First I'll describe the general setup. Let $S$ be a fixed subset of $\mathbb{Q}^{\geq 0}$. Assume $0\in S$. Let $L$ be a language with a binary relation symbol $d_s(x,y)$ for all $s\in S$. Any metric space has a canonical interpretation as an $L$-structure where $d_s(x,y)$ is "$d(x,y)\leq s$".

Let $\mathcal{K}$ be the class of finite metric spaces with distances in $S$. (This may not be the finite models of an elementary class. I'll get to this later.) Delhomme, LaFlamme, Pouzet, and Sauer showed that $\mathcal{K}$ is a Fraisse class if and only if for any $s_1,s_2,s_3,s_4\in S$, if there is some $t\in S$ such that $\{s_1,s_2,t\}$ and $\{s_3,s_4,t\}$ are "metric triangles" (i.e., any combination satisfies the triangle inequality), then there is some $u\in S$ such that $\{s_1,s_3,u\}$ and $\{s_2,s_4,u\}$ are metric triangles. In other words, this describes the amalgamation of two triangles $\{s_1,s_2,t\}$ and $\{s_3,s_4,t\}$ over the common distance $t$. In this case, we say that $S$ satisfies the four-values condition, and let $T$ be the theory of the Fraisse limit of $\mathcal{K}$.

Now I claim that there is a choice of $S$ so that $T$ does not have QE. Set $S:=([2,3)\cup(3,\infty))\cap\mathbb{Q}$. It can be checked that $S$ satisfies the four-values condition (cutting $S$ off below at $2$ is needed for this). We show that $T$ does not have quantifier elimination. Let $\varphi(x_1,x_2;y)$ be the formula $d_2(x_1,y)\wedge\neg d_5(x_2,y)$. Consider the types: $$ p(x_1,x_2)=\{d_s(x_1,x_2):s>3\}\cup\{\neg d_s(x_1,x_2):s<3\} $$ $$ p_1(x_1,x_2)=p(x_1,x_2)\cup\{\exists y\varphi(x_1,x_2;y)\} $$ $$ p_2(x_1,x_2)=p(x_1,x_2)\cup\{\neg\exists y\varphi(x_1,x_2;y)\} $$ We show that $p_1$ and $p_2$ are both consistent.
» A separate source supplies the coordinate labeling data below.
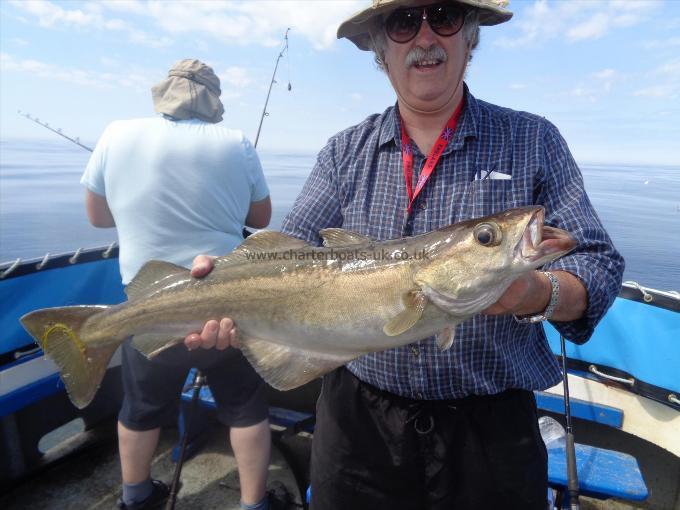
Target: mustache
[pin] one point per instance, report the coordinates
(418, 54)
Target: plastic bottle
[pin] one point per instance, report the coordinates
(552, 432)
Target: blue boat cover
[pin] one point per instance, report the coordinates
(637, 338)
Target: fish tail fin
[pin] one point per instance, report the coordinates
(81, 366)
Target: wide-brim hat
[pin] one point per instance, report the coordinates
(357, 28)
(191, 91)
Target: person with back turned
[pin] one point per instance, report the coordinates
(416, 427)
(176, 185)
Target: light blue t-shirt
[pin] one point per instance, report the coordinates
(175, 188)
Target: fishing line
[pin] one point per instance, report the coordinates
(265, 113)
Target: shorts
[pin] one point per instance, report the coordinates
(373, 449)
(152, 388)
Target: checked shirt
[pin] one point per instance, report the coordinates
(497, 159)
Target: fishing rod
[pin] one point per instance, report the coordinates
(572, 472)
(58, 130)
(264, 110)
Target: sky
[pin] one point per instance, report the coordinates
(605, 72)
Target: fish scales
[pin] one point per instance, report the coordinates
(302, 316)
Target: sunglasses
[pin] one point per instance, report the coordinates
(445, 19)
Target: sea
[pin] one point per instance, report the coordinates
(42, 209)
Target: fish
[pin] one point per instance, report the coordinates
(302, 310)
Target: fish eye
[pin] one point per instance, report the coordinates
(488, 234)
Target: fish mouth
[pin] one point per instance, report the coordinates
(540, 244)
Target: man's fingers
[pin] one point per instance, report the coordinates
(202, 265)
(209, 335)
(192, 341)
(226, 336)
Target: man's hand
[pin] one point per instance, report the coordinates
(219, 335)
(528, 294)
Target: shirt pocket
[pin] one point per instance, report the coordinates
(489, 196)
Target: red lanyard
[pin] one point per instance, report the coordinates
(432, 159)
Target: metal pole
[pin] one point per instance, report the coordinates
(264, 110)
(198, 383)
(572, 472)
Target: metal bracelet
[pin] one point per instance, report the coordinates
(547, 313)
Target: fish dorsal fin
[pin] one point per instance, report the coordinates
(340, 237)
(260, 242)
(152, 344)
(153, 277)
(284, 367)
(414, 304)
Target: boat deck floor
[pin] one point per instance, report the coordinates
(91, 479)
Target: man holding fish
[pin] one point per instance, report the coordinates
(447, 421)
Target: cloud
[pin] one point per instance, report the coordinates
(261, 22)
(666, 79)
(246, 22)
(236, 77)
(597, 85)
(73, 75)
(576, 20)
(90, 17)
(656, 44)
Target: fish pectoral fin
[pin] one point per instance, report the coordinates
(152, 344)
(414, 304)
(446, 336)
(153, 277)
(341, 237)
(284, 367)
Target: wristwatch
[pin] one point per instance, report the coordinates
(547, 313)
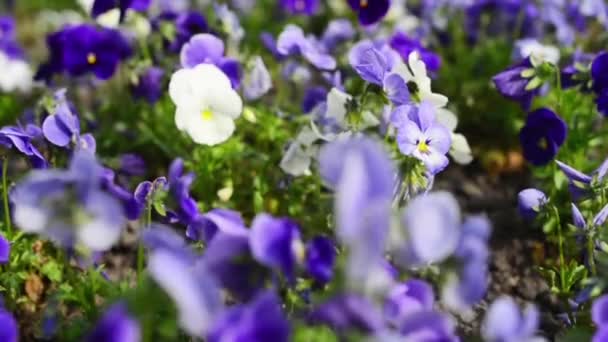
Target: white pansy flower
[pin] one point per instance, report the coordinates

Suppose $\pi(x_1,x_2)$ is some finite subset of $p_0(x_1,x_2)$. Let $s_1=\max\{s:\neg d_s(x_1,x_2)\in \pi\}$ and $s_2=\min\{s:d_s(x_1,x_2)\in \pi\}$. Then the metric space $\{a_1,a_2,b\}$ such that $d(a_1,a_2)=s_2$, $d(a_1,b)=2$, and $d(a_2,b)=2+s_2$ witnesses the consistency of $\pi(x_1,x_2)\cup\{\exists y\varphi(x_1,x_2;y)\}$. On the other hand, the metric space $\{a'_1,a'_2\}$, where $d(a'_1,a'_2)$ is an element of $S$ strictly between $s_1$ and $3$, witnesses that $\pi(x_1,x_2)\cup\{\neg\varphi(x_1,x_2;y)\}$ is consistent.
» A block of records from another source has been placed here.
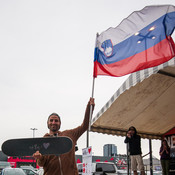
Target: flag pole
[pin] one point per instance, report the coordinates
(92, 96)
(90, 114)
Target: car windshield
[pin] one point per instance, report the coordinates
(108, 168)
(13, 172)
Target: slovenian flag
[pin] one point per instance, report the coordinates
(141, 41)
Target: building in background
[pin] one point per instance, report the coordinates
(109, 150)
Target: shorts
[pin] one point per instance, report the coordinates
(137, 163)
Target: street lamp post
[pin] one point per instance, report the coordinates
(34, 129)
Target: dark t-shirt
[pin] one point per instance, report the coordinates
(134, 144)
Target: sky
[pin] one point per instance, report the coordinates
(46, 65)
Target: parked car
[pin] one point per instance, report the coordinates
(100, 168)
(40, 171)
(12, 171)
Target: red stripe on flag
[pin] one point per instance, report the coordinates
(160, 53)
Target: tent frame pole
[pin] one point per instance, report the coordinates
(90, 115)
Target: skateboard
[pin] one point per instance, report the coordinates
(45, 145)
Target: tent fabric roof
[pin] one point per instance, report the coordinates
(145, 100)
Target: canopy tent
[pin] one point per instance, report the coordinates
(146, 100)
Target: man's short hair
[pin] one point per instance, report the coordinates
(55, 115)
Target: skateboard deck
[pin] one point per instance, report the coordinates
(45, 145)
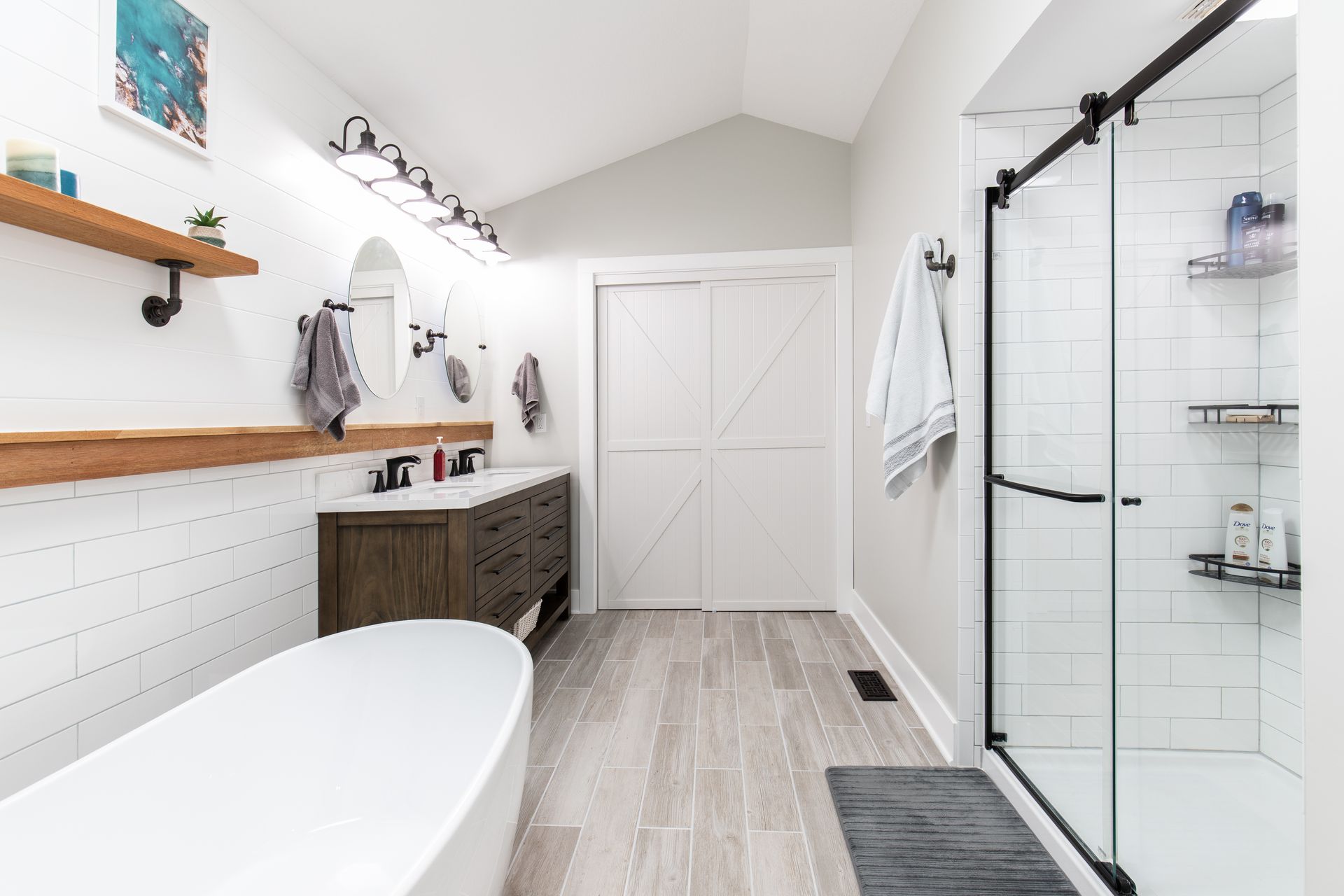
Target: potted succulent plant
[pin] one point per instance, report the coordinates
(206, 227)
For most "reasonable" choices of $S$ (e.g., $S=\mathbb{Q}^{\geq 0}$), if $T$ exists then it has QE. But QE can be ruined by poking "holes" in $S$ like in the previous example.


Now I will discuss how to get a class of finite models of a theory. Let $S$ be arbitrary again (not necessarily satisfying four-values). Let $T_0$ be the universal theory consisting of:

  • $\forall x\forall y(d_0(x,y)\leftrightarrow x=y)$
  • for all $s\in S$, $$ \forall x\forall y(d_s(x,y)\leftrightarrow d_s(y,x)) $$
  • for all $r,s,t\in S$ such that there is no $x\in S$ satisfying $t<x\leq r+s$, $$ \forall x\forall y\forall z((d_r(x,y)\wedge d_s(y,z))\rightarrow d_t(x,z)) $$
  • if $S$ has a maximal element $s$, add $\forall x\forall y d_s(x,y)$.

We view $T_0$ as the theory of metric spaces with distances in $S$. Clearly, any metric space with distances in $S$ is a model of $T_0$ (using the interpretation as an $L$-structure described above). But the converse is not necessarily true. What is true is that any model of $T_0$ is a "generalized metric space" whose distances come from an ordered algebraic structure $\mathcal{S}^*$ containing $S$ (technically it's an ordered commutative magma). More precisely, $\mathcal{S}^*$ is a structure $(S^*,\oplus,\leq,0)$ where $(S^*,\leq,0)$ is a linear order with least element $0$, $\oplus$ is a commutative binary operation, which is weakly monotonic in $\leq$, and $S\subseteq S^*$. The order $(S^*,\leq,0)$ is constructed in two steps:

  1. Extend $(S,\leq,0)$ to $(S^+,\leq,0)$ by adding a new symbol $s^+$ for any (non-maximal) $s\in S$ with no immediate successor in $S$, and order $s^+$ so that it is the immediate successor of $s$.
  2. Extend $(S^+,\leq,0)$ to $(S^*,\leq,0)$ by adding a new symbol for any Dedekind cut in $S^+$.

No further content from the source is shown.